Davide finds inspiration in hidden stories that live in small bookshops, and spends his time leafing through books from Mack Books, Void, or Witti Kiwy editions to discover more of his current generation’s photography. Photographers such as Gregory Halpern, Adam Bromberg, Oliver Chanarin, and pioneers like Evelyn Hofer and Walker Evans continue to influence his practice.
His series Roya began in April 2020 when he and his professor followed the news of an exceptional storm that had hit and destroyed a large part of the territory. Roya is a 59 km long river that runs through France and Italy, divided between the Maritime Alps. The river rises in the mountains of Tende and flows into the Mediterranean Sea, the Ligurian Sea. In 2020, storm Alex brought heavy rain and cataclysmic flooding to the mountainous region of the Roya Valley. The flooding from the river destroyed buildings, bridges, roads, and isolated villages.
"Roya is transformed,” is one of the sentences that a man repeated to Davide before taking him to walk along the river bed. From Breil-sur-Roya to Tende, Davide wanted to walk along the river to observe its metamorphosis. Davide writes, “I wanted to understand how the masses of stone imposed themselves on my path, in an attempt to try to analyse them and give them another shape. The storm left scars in its path, the remains of houses, machinery and scrap metal that also imposed themselves, leaving a trace of the storm.” Davide was particularly attracted to the river’s hypnotizing pink and turquoise colours, and its rushing noise that filled the scenery. Sometimes, he would stop to look at its simple flow, reflecting on the position of man in relation to nature. Davide felt small as he sank to the river’s edge, “immersed in the mountains that made a magnetic sound, urging me to keep walking.”
In the whole series of images, Davide wanted to only focus on three figures who accompanied him on his during like Cahterine Gros, founder of Roya Citoyenne and a fundamental figure of his journey. Davide would spend the first hours of the morning and the last of the evening talking with Catherine about all her past projects, listening to her filled him up, he writes, “I knew that each time she tackled a new subject, my vision of the valley changed.”
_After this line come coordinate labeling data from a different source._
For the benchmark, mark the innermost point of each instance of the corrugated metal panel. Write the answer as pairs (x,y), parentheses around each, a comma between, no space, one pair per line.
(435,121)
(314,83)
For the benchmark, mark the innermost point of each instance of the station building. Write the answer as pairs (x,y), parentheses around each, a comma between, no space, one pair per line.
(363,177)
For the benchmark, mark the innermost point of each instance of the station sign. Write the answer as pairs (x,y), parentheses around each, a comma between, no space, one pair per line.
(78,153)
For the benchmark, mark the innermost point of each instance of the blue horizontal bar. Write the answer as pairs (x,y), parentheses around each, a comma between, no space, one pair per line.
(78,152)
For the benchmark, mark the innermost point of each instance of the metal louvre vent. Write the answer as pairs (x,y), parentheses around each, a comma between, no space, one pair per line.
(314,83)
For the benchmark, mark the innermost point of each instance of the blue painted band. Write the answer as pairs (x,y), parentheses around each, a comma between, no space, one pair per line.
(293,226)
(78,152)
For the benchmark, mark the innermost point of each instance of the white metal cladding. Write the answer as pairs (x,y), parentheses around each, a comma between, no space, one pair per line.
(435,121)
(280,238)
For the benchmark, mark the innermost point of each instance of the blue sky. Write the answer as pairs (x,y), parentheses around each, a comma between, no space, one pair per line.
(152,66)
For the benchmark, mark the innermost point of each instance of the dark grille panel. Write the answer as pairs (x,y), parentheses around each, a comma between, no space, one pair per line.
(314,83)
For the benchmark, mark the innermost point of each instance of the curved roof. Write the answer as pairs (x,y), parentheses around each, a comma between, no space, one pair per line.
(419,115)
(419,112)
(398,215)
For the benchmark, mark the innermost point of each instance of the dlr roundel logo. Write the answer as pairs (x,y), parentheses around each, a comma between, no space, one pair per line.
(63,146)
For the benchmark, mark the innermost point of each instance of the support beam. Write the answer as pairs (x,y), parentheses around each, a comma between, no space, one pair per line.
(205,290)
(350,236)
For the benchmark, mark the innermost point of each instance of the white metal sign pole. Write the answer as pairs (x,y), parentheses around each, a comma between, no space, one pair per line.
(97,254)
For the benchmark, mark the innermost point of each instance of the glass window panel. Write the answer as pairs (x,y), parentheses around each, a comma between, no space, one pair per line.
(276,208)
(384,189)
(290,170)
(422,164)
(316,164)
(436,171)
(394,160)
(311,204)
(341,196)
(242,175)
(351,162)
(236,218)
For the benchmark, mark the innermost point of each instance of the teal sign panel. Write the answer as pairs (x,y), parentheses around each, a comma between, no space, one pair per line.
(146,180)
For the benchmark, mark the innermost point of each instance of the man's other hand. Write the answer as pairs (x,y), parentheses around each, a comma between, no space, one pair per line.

Catherine Gros, along with other activists, has been a key figure in supporting the rights of migrants who, in previous years, have crossed the mountains in search of "Paris". With this in mind, Davide went out every day aware that like the river, the movement of the region was in constant flow. As he tried to dig deeper and deeper, he came across the issue of "bridge". During Davide’s journey, he was confronted with broken roads or collapsed bridges, which forced him to change direction or find another route to take. In turn, he started to question himself and documented this helplessness of "not being able to cross.” However, Davide was relieved when he was able to find other ways as he studied and followed the river. This feeling of reconstruction and inability to cross a bridge plagued Davide throughout his trip, in his final remark, Davide notes, “I would come home at night with swollen legs but looking at my photos I felt like I was reconstructing a small part of that river.”